SF: I’m not an artist, so not sure how that would apply. But I was a writer at that time, in local mags and zines, so, I was able to interview Larry and promote what he did. I organized events, especially at Club Lower Links, and brought him onto the bill for those. I was a graphic designer as well; I made a few contributions that way. But Larry and I collaborated on a landmark event together. SPEW: The Homographic Convergence at Randolph Street Gallery in 1991. It was the first gathering of queer zine makers before that was even a term. You can read about it here.
TK: I read somewhere that you helped implant the idea of The Swans in Larry’s mind. Can you speak more about what drove you to share that idea with him?

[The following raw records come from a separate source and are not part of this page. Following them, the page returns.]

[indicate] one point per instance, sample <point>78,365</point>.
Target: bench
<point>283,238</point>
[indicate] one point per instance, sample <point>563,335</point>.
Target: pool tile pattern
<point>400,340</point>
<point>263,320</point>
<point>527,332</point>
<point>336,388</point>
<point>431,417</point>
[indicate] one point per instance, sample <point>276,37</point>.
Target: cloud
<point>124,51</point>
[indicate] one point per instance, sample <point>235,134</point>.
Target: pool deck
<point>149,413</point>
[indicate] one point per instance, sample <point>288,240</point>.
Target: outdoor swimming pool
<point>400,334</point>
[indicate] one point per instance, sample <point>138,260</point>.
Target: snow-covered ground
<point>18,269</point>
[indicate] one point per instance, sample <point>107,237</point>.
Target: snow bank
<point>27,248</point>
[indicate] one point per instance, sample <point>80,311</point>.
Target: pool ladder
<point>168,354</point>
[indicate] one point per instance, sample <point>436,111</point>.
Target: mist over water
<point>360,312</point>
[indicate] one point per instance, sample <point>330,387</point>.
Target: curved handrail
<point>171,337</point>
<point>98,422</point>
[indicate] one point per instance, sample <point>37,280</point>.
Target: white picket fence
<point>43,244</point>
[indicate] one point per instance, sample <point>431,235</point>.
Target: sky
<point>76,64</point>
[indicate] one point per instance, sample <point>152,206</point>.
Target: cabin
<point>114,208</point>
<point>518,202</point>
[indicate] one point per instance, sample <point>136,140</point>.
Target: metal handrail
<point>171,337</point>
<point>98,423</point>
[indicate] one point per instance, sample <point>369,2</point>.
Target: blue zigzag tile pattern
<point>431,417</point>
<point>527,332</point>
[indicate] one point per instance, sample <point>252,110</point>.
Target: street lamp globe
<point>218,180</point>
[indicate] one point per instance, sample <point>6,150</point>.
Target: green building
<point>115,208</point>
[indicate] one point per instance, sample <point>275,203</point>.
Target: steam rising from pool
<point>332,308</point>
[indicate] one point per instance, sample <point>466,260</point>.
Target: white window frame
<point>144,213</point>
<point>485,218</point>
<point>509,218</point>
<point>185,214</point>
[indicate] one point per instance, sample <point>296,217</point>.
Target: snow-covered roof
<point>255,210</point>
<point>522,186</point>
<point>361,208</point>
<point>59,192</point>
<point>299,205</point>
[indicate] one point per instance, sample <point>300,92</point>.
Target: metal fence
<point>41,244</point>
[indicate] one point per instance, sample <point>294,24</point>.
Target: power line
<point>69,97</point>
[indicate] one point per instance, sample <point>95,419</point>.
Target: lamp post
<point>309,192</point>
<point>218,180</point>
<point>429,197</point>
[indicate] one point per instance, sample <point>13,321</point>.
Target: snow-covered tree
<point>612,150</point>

SF: No, I had little to do with The Swans. I did design the “logo” for the posters and flyers, but the actual performance piece was independent of any suggestions of mine. Someone told me that somewhere on the script it reads “Dedicated to Steve Lafreniere,” but I’ve not seen that myself.
TK: On a more personal level, do you recall any changes in Lawrence’s work after his HIV diagnosis?
SF: Larry’s last performance was at Randolph Street Gallery in an evening with various other performers called The Faux Show. In it, he lip-synced Alice Cooper’s I Love the Dead on a hospital gurney, while two “attendants” attempted various methods of keeping him alive and, failing to do so, ended up forming a Broadway kick line with him instead. Very much Larry’s gallows humor, but with a dollop of true horror given his medical circumstances.